1. A processor system comprising at least a first and a second processor element (PE1, PE2), the first processor element (PE1) having a cluster request indicator (CR12) related to the second processor element and the second processor element (PE2) having a cluster request indicator (CR21) related to the first processor element, the processor elements having an instruction set enabling dynamic control of the indicators, the indicators (CR12, CR21) having a value range comprising at least a first value (positive indicator) indicating that the processor element requests to form a cluster with the related processor element, and a second value (negative indicator) indicating that the processor element does not request to form a cluster with the related processor element, the system further comprising a cluster control facility (CC12) which detects the value of the cluster request indicators and organizes the processor elements in clusters in accordance with the detected values, two processor elements belonging to the same cluster if they have positive indicators related to each other, or if there is a sequence of processor elements comprising those two processor elements, wherein each pair of subsequent processor elements has positive indicators related to each other.

2. A processor system according to claim 1, wherein processor elements organized in a cluster operate under a common thread of control.

3. A processor system according to claim 1, wherein the cluster control facility (CC12) provides a suspend signal (WT1, WT2) to a processor element which attempts to form a cluster with other processor elements not yet ready to join said cluster.

4. A method for operating a system comprising at least a first and a second processor element, the method comprising programmably controlling a cluster request indicator of the first processor element related to the second processor element and programmably controlling a cluster request indicator of the second processor element related to the first processor element,

the indicator having a value range comprising at least a first value (positive indicator) indicating that the processor element requests to form a cluster with the related processor element, and a second value (negative indicator) indicating that the processor element does not request to form a cluster with the related processor element,

detecting the value of the cluster request indicators and organizing the processor elements in clusters in accordance with the detected values, two processor elements belonging to the same cluster if they have positive indicators related to each other, or if there is a sequence of processor elements comprising those two processor elements, wherein each pair of subsequent processor elements has positive indicators related to each other.

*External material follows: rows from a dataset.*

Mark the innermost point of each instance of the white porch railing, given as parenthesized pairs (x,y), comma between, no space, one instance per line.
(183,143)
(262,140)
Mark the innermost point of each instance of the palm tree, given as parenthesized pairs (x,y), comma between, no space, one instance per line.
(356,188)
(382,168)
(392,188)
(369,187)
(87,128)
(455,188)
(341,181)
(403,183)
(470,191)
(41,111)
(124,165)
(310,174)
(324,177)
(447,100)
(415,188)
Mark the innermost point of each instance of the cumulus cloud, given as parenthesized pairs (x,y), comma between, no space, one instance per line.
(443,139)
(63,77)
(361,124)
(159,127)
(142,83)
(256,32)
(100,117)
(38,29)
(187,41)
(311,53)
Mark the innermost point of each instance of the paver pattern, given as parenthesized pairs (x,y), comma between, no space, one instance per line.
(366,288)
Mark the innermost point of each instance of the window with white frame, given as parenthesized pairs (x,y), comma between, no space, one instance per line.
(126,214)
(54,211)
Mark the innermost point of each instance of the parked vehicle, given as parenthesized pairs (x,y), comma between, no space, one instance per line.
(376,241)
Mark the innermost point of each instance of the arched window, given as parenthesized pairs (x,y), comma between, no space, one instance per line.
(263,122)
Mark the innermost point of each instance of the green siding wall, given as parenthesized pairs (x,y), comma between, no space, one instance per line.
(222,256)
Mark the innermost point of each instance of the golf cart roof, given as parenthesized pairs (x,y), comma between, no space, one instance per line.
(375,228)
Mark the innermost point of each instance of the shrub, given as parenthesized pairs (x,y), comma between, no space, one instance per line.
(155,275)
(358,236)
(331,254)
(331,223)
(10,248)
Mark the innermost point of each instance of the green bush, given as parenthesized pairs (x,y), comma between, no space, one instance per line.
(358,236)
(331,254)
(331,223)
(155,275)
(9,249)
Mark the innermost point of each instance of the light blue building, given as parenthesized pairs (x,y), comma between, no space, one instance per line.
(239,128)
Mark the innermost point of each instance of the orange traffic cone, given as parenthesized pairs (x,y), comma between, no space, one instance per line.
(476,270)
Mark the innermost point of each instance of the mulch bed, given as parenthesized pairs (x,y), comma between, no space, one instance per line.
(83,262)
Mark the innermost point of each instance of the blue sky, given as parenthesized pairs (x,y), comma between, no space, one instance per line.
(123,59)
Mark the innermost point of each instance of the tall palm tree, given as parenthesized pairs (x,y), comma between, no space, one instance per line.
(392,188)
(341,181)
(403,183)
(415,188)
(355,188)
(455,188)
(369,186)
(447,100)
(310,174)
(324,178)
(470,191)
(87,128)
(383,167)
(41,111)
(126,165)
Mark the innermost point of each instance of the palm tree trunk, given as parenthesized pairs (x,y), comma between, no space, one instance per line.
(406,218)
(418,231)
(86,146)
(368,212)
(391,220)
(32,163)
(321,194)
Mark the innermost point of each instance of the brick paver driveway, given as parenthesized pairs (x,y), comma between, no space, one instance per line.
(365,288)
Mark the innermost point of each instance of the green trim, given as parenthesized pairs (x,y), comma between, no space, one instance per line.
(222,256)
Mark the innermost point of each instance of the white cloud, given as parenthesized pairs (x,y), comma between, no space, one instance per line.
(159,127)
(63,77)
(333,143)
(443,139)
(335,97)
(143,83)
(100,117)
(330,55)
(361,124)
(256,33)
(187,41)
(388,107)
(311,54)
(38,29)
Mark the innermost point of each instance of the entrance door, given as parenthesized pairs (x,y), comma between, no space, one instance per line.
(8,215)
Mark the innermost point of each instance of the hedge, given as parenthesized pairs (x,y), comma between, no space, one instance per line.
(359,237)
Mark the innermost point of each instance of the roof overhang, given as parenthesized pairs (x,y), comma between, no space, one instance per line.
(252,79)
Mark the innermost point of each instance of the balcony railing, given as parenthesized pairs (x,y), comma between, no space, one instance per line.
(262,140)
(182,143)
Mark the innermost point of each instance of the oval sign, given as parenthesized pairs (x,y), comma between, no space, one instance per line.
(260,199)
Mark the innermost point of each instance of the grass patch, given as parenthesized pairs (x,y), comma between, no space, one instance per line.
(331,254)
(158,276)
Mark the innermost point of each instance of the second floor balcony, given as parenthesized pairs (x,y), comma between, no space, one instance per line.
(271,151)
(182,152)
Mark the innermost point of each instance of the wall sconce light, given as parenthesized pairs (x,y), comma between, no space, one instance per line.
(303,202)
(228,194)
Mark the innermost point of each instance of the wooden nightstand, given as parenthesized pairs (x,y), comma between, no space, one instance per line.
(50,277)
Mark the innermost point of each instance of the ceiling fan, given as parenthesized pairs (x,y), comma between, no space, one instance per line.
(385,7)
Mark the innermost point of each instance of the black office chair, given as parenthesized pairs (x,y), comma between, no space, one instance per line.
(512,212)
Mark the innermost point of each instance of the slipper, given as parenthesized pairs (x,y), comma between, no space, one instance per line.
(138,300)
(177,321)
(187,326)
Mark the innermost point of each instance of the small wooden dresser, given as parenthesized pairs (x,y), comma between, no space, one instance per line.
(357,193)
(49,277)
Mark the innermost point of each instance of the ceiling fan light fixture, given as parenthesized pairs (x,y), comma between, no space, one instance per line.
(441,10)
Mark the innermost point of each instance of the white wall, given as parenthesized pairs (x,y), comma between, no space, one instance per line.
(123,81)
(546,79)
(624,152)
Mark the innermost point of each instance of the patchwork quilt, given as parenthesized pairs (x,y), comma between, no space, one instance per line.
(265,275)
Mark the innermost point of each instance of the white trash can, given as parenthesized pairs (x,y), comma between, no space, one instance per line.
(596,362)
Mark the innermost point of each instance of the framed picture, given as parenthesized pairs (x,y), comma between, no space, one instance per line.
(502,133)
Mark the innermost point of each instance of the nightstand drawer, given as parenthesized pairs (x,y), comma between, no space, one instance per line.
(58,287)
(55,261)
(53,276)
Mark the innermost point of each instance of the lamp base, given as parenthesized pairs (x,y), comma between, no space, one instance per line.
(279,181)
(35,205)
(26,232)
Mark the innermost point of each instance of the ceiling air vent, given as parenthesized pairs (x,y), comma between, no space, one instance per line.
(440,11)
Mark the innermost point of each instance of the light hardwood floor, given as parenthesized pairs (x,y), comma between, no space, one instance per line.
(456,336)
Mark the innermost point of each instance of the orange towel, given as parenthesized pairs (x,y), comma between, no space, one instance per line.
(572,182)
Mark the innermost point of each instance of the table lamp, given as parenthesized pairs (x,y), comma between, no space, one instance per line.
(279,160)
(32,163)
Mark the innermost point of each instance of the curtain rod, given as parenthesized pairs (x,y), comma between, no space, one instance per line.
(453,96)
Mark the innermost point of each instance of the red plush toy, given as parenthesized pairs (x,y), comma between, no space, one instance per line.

5. A program for a system comprising at least a first and a second processor element, the first processor element having a cluster request indicator related to the second processor element and the second processor element having a cluster request indicator related to the first processor element, the processor elements having an instruction set enabling dynamic control of the indicators, the indicator having a value range comprising at least a first value (positive indicator) indicating that the processor element requests to form a cluster with the related processor element, and a second value (negative indicator) indicating that the processor element does not request to form a cluster with the related processor element,

the system further comprising a cluster control facility which detects the value of the cluster request indicators and organizes the processor elements in clusters in accordance with the detected values, two processor elements belonging to the same cluster if they have positive indicators related to each other, or if there is a sequence of processor elements comprising those two processor elements wherein each pair of subsequent processor elements has positive indicators related to each other,

the program comprising at least a first instruction, which causes a change in the value of at least one of the cluster request indicators.

6. A compiler for generating a program according to claim 5.

7. A record carrier comprising a program according to claim 5.